Un inventario preliminar de la Oficina de Evaluación Sísmica y Vulnerabilidad (ONESVIE), reseñado por “Dominican Today” el 12.09.2022, identificó 1,200 escuelas en riesgo. Todas fueron edificadas sobre fallas.
“Desde el 2011 Educación y Obras Públicas lo saben y nada hicieron al respecto”, dijo el Director del ONESVIE, Leonardo Reyes Madera.

Desde entonces, el Presidente Abinader pidió a cuatro universidades presentar propuestas para diseñar nuevas escuelas más resistentes a los terremotos.

Pero no basta con cambiar el diseño o reforzar las estructuras de las escuelas existentes si siguen instaladas sobre la misma falla sísmica que terminará por derrumbarlas.

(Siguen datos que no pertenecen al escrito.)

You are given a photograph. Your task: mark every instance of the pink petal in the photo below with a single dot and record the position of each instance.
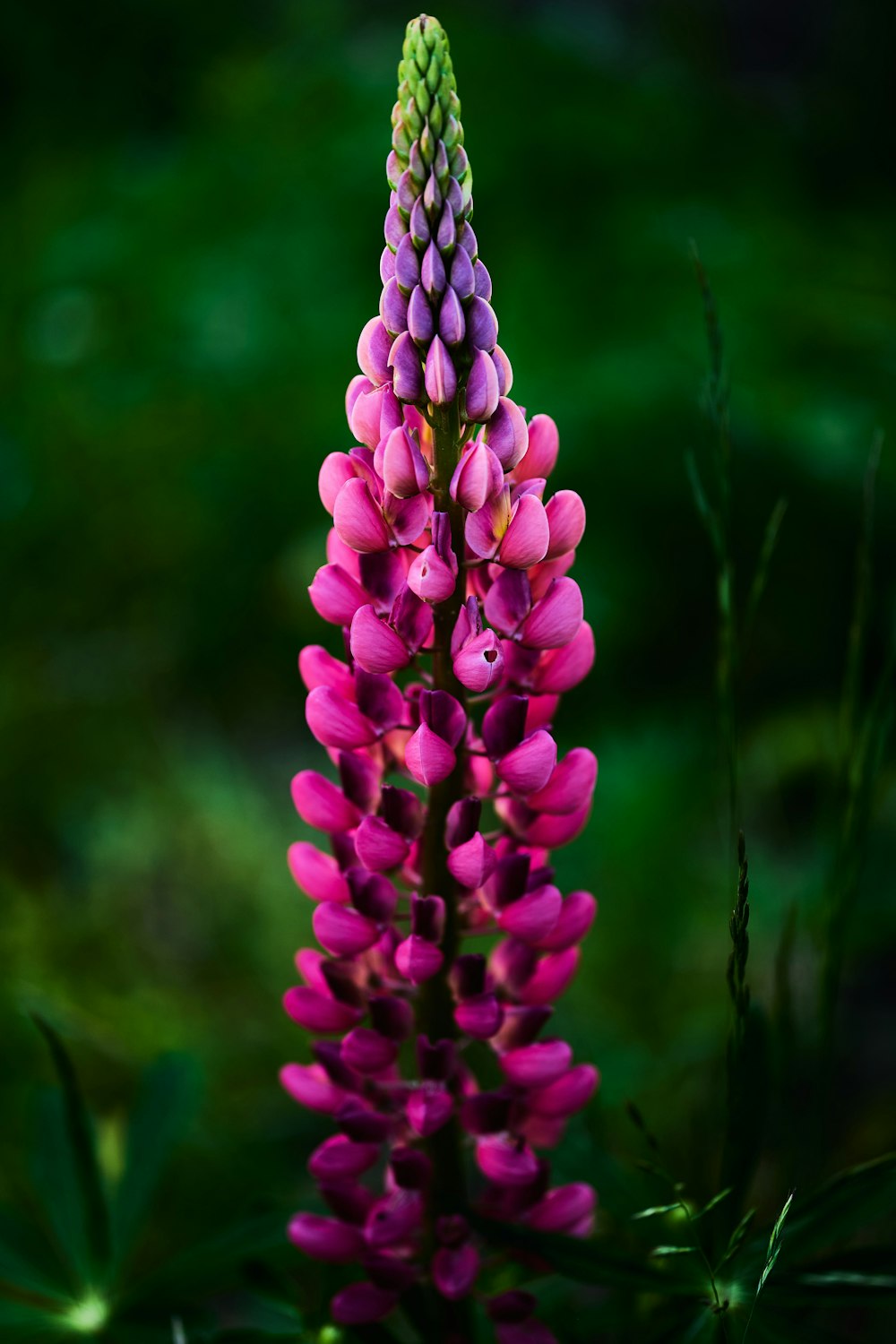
(418, 960)
(565, 518)
(505, 1161)
(339, 1159)
(311, 1086)
(327, 1238)
(362, 1304)
(536, 1064)
(530, 766)
(343, 930)
(359, 521)
(319, 1013)
(556, 618)
(533, 916)
(575, 918)
(375, 644)
(563, 668)
(323, 804)
(454, 1271)
(563, 1207)
(335, 470)
(551, 978)
(379, 847)
(427, 757)
(525, 540)
(567, 1094)
(317, 874)
(427, 1109)
(571, 782)
(317, 667)
(335, 594)
(430, 577)
(479, 663)
(336, 722)
(541, 454)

Como sucederá también con miles de centros de salud y puentes constuidos en terrenos similares, identificados en un estudio de próxima publicación, coordinado por la Arq. Milagros Nanita, Directora de la División de Investigaciones del Instituto de Estudios Superiores Diplomáticos y Consulares (INESDYC).

Los mapas del estudio identifican cuáles son los centros de salud, escuelas y puentes que urge trasladar por estar construidos sobre fallas sísmicas.

Paralelamente deben adoptarse normas de alcance nacional y aplicación municipal zonificando el territorio por nivel de riesgo frente a desastres naturales, sea de inundación o terremoto, y prohibiendo los permisos de construcción en las zonas más riesgosas, como en el caso de las fallas.

Muchos países se olvidan también de instaurar sistemas de alerta temprana.
Aquí el país pionero ha sido México, donde funcionan 97 sensores sísmicos con capacidad de detectar el terrremoto segundos antes de que se produzca.

Esos preciosos segundos permiten dar la alerta para que el público cumpla con los protocolos de evacuación conocidos desde cuando asistía a la escuela.

Podrá así buscar refugio o salir de casas u oficinas a tiempo, antes de quedar atrapado bajo los escombros.
En definitiva, de lo que se trata es de asegurar la resiliencia frente a los desastres para minimizar las pérdidas humanas y materiales.

Con normas de construcción estrictas.
Con reglas de zonificación que prohiban las edificaciones sobre fallas sísmicas o zonas en riesgo de inundación.
Y con medidas de alerta temprana y protocolos de evacuación.
Las lecciones del trágico terremoto turco nos recuerdan que lo importante es prevenir para no tener que lamentar.